Why Broward Is an HVHZ Jurisdiction
Broward County sits in the High-Velocity Hurricane Zone, a designation established under the Florida Building Code that mandates 175+ mph design wind speeds for all glazing assemblies. The HVHZ requirement is codified in FBC Chapter 16 and is enforced identically to Miami-Dade County's standards. In practice, that means every impact window installed in Broward — from a beachfront condo in Hollywood to a gated community home in Weston — must be tested to TAS 201 (impact resistance), TAS 202 (uniform static air pressure), and TAS 203 (cyclic wind-pressure loading). No product passes HVHZ review without documented compliance on all 3 protocols.
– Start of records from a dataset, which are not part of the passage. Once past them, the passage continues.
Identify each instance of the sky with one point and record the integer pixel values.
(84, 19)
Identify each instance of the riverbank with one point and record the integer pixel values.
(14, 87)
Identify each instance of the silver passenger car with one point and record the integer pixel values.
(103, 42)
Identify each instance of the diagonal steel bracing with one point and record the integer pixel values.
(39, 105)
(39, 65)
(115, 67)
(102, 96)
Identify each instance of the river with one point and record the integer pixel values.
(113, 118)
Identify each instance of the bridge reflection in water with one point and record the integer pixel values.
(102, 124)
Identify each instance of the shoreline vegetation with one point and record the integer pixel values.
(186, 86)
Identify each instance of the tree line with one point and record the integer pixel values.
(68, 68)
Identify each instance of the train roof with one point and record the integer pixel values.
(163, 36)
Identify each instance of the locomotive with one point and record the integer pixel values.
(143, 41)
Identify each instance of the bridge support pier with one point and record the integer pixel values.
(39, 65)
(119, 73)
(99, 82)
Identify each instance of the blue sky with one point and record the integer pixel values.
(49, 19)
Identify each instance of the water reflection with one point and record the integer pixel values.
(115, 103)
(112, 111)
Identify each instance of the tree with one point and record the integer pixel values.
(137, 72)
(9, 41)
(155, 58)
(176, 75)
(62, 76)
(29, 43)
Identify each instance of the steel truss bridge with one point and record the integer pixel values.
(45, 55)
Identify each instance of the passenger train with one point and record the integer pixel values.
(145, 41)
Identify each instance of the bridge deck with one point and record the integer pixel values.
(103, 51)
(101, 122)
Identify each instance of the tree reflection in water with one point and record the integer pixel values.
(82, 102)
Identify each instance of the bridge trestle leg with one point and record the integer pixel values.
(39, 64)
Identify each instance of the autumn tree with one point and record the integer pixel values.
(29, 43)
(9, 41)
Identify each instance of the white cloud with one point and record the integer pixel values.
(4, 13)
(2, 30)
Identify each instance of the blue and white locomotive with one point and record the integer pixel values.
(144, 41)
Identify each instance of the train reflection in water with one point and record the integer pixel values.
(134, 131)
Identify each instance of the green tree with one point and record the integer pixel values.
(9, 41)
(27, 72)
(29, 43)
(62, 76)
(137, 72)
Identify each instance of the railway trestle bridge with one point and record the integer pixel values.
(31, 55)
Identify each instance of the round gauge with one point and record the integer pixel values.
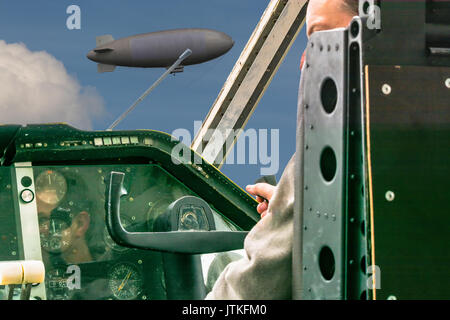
(189, 221)
(125, 281)
(126, 222)
(51, 187)
(56, 283)
(54, 234)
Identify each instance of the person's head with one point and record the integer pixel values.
(329, 14)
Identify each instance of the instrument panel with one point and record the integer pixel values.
(81, 260)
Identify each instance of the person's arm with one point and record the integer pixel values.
(264, 193)
(265, 272)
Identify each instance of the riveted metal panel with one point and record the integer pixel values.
(323, 194)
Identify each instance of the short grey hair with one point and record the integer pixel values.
(352, 6)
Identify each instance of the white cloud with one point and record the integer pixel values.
(36, 88)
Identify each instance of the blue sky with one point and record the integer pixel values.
(179, 100)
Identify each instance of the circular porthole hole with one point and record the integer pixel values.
(326, 263)
(363, 265)
(328, 95)
(366, 6)
(328, 164)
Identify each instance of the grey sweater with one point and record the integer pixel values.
(265, 272)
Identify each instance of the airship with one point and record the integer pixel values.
(159, 49)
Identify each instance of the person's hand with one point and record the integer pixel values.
(263, 193)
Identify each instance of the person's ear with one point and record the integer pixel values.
(81, 224)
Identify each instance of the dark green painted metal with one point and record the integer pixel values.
(357, 253)
(323, 206)
(410, 152)
(61, 144)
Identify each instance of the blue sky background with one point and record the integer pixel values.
(179, 100)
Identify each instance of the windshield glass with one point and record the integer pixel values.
(65, 205)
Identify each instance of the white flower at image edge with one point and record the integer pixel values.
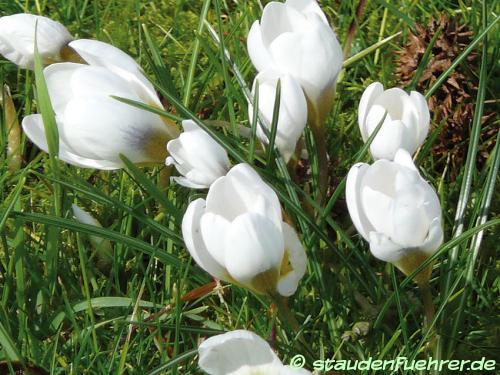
(295, 38)
(197, 156)
(405, 126)
(241, 352)
(238, 235)
(17, 39)
(292, 116)
(95, 128)
(394, 209)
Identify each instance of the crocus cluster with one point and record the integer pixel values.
(238, 232)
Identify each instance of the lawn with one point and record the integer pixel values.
(126, 296)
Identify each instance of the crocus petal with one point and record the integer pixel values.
(188, 183)
(130, 128)
(410, 224)
(313, 57)
(434, 237)
(17, 39)
(191, 232)
(353, 198)
(384, 249)
(253, 245)
(403, 158)
(34, 129)
(297, 257)
(388, 140)
(58, 77)
(424, 117)
(366, 102)
(237, 193)
(232, 351)
(214, 229)
(257, 51)
(376, 205)
(278, 18)
(98, 53)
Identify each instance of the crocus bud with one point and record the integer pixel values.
(197, 156)
(238, 235)
(241, 352)
(295, 38)
(17, 39)
(95, 128)
(292, 117)
(396, 211)
(405, 126)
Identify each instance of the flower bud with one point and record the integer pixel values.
(197, 156)
(396, 211)
(238, 235)
(405, 126)
(17, 39)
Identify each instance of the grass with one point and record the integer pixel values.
(65, 309)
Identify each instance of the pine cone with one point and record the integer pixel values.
(453, 101)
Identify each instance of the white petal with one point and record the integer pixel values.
(103, 128)
(313, 57)
(287, 370)
(17, 38)
(214, 230)
(191, 232)
(307, 6)
(256, 49)
(377, 208)
(253, 245)
(434, 237)
(287, 285)
(239, 191)
(188, 183)
(388, 140)
(33, 128)
(384, 249)
(424, 117)
(205, 155)
(102, 54)
(366, 102)
(277, 18)
(229, 352)
(393, 100)
(403, 158)
(409, 219)
(58, 77)
(353, 197)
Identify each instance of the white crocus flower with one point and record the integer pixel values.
(295, 38)
(197, 156)
(241, 352)
(94, 128)
(17, 39)
(238, 235)
(292, 116)
(395, 210)
(406, 124)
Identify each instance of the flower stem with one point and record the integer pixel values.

The HVHZ designation also determines which product approvals count. The Miami-Dade Notice of Acceptance database is the de-facto HVHZ standard, and Broward plan reviewers routinely accept Miami-Dade NOAs as proof of compliance. The NOA lists the exact test conditions — glass thickness, frame material, design pressure ratings — and any field configuration that deviates from those parameters triggers an immediate rejection. Contractors and homeowners should pull the current NOA before finalizing a window order, not after, because product lines change and an expired or superseded NOA is one of the top 4 rejection drivers reviewers cite.